Belief prevailed that the replacement of JavaScript was mandatory. But there was no other language running in the browser. Then in 2008, Douglas Crockford wrote the book The Good Parts and showed us the way that the language could be useful. It actually showed that it is like an ugly duckling hiding its true beauty. And what is the beauty? It is a functional prototypal language that you can morph to use in various ways. As a functional language or as an object language and anything in between. But mostly, the key benefit is its asynchrony nature. For a long running operation (like calling a server) you have to create another function that receives the result. And in the meantime, the thread can do other stuff. This was later made easier to use with promises and the async/await pattern. But the concept is the same — it does not use resources (thread) while you wait for the other work to finish.

The speed was also an issue for JavaScript. Because it was the only language that runs in the browser, it was the blocker for Google to expand its empire. Google did not wait and it built Chrome with its JavaScript engine V8 that raised the speed to the level compared to C# and Java, but not only the speed of execution.
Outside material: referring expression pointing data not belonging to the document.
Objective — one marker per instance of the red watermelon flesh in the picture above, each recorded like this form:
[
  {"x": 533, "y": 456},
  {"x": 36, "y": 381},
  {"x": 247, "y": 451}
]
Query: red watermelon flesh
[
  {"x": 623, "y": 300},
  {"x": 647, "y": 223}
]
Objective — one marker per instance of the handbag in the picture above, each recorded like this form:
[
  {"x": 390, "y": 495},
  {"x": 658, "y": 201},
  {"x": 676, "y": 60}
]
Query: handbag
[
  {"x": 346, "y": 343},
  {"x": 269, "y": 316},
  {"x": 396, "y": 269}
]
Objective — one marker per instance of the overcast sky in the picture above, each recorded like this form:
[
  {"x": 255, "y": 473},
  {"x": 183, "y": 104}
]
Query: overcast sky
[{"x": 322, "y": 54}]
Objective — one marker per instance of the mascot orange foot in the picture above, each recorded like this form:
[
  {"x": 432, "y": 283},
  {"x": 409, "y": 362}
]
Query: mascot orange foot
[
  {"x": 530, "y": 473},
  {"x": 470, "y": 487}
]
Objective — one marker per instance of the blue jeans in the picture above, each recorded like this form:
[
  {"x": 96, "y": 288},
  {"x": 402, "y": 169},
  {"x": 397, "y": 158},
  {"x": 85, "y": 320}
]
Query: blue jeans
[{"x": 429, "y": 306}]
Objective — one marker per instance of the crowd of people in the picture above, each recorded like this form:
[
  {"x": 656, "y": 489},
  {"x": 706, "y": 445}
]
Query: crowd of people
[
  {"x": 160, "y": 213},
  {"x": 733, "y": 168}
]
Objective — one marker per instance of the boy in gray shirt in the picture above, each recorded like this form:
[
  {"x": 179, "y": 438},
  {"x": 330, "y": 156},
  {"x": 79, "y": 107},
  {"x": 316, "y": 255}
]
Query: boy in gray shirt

They optimized the startup to respected degrees, and the resources that JavaScript needs are minimum. You do not see a slow running computer because you have 20 tabs open in a browser.

Meanwhile, C# and Java ruled the servers. Servers were big monsters that rarely stopped. A long startup time of the environment was never the issue because they didn't serve user requests until they were fully initialized.

Then came serverless. We do not use monster servers anymore, but small servers/containers that start and stop according to the scaling requirements. JavaScript's short startup time, low needed resources, and fast execution is perfect for serverless. In an environment where big bungling C# and Java act like an elephant in a shop of porcelain, JavaScript was a perfect fit for serverless implemented in Node.js, which use Google V8.

The complexity and ugliness of JavaScript syntax was also the issue and still is. It was greatly improved with new versions. The huge shift was the arrival of TypeScript. A language that transpiles to JavaScript, brought most of the feature's that enterprise languages such as C# have. Its most important feature were types that made it easier to build a bigger, more complex system.

It is really surprising how history turns.